# 21st century works/composers in a minimalist/post-minimalist vein?



## fbjim (Mar 8, 2021)

Apologies if general recommendation threads are frowned upon, but- 

Some of my favorite 20th century works are from the likes of Reich and Glass - now I'm notoriously bad with having the energy to look at brand new works in any field of art, but as someone with no clue as to what the current trends are in 21st century music- are there any active minimalist composers past the Reich/Glass/Adams generation making music in that vein, or as an offshoot of that vein? (I don't know enough about contemporary art to know if minimalism is still considered a viable movement).


----------



## Nereffid (Feb 6, 2013)

The "obvious" answer is David Lang, Michael Gordon and Julia Wolfe - the founders of Bang on a Can.

Plenty to listen to here:
https://davidlangmusic.bandcamp.com/
https://juliawolfemusic.bandcamp.com/
https://michaelgordonmusic.bandcamp.com/

If Pulitzer Prizes matter to you, Lang won it for _The Little Match Girl Passion,_ Wolfe won it for _Anthracite Fields_.

Note added with my moderator hat on: general recommendation threads are most definitely not frowned upon!


----------



## Mandryka (Feb 22, 2013)

Is this the sort of thing you mean?






Or this


----------



## fbjim (Mar 8, 2021)

Mandryka said:


> Is this the sort of thing you mean?
> 
> 
> 
> ...


I'll give both of those a listen!

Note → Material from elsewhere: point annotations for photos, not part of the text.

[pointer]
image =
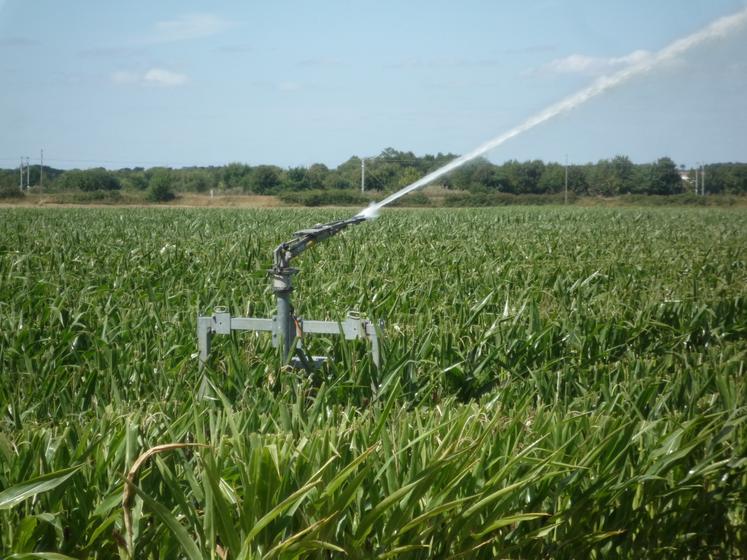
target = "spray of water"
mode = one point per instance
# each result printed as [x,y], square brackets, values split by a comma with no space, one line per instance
[718,28]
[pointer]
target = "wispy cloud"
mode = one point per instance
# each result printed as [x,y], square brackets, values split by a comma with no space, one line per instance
[155,76]
[591,65]
[16,41]
[111,52]
[412,63]
[187,27]
[319,62]
[235,49]
[288,86]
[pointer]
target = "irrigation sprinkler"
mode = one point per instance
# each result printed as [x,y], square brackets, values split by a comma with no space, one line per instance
[288,330]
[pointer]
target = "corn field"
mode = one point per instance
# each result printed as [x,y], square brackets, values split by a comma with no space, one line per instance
[555,383]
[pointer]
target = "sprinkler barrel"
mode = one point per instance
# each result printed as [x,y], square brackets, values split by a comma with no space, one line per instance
[305,238]
[286,328]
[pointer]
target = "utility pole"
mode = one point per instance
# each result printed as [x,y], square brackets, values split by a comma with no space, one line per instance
[697,191]
[702,178]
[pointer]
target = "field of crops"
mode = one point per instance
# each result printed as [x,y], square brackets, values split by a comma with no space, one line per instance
[560,383]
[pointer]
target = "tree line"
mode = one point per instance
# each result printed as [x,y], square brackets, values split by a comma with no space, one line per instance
[392,170]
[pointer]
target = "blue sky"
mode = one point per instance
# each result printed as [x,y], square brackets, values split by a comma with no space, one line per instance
[293,83]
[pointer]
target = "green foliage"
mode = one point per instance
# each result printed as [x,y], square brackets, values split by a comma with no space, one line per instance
[10,191]
[557,382]
[392,170]
[160,186]
[324,198]
[88,180]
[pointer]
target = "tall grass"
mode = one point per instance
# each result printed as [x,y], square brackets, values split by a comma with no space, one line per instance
[557,382]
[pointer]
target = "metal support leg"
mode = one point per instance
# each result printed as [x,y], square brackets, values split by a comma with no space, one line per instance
[204,334]
[281,285]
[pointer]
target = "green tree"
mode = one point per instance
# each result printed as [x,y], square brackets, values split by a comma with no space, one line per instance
[663,178]
[160,186]
[265,179]
[88,180]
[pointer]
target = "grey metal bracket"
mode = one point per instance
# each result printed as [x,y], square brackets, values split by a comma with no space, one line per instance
[352,327]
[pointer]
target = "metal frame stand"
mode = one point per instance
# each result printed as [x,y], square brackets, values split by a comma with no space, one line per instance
[285,327]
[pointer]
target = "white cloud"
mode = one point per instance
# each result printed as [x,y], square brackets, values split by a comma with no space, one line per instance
[591,65]
[162,77]
[123,77]
[154,76]
[189,26]
[288,86]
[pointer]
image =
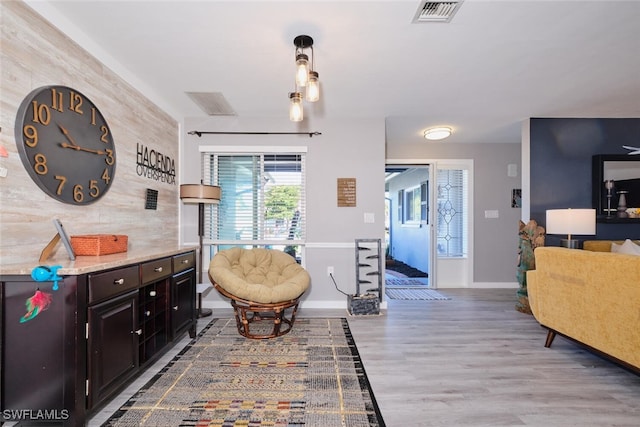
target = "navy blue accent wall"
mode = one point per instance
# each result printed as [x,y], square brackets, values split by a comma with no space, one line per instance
[561,151]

I do really like solo piano for these kinds of works, though.


----------



## Mandryka (Feb 22, 2013)

fbjim said:


> I'll give both of those a listen! I do really like solo piano for these kinds of works, though.


Then how about this






But if not, there's a piano player called Jeroen van Veen who has made a speciality of recording Glass type piano music, he's someone to look into.


----------



## Mandryka (Feb 22, 2013)

See what you think of Jay Alan Yim's Shanti -- I've only just found it myself.


__
https://soundcloud.com/jay-alan-yim%2Fshanti


----------



## calvinpv (Apr 20, 2015)

John Luther Adams is a great minimalist. His brand of minimalism sounds like a throwback to Reich's, in a way, but for larger orchestral forces and developed over longer and slower time scales as opposed to the upbeat, more rhythmic nature of Reich. But I hear similar techniques. _In the White Silence_, _Become Ocean_ (which won the 2013 Pulitzer Prize), and _Become Desert_ are stunning pieces of music, but there's other good stuff too.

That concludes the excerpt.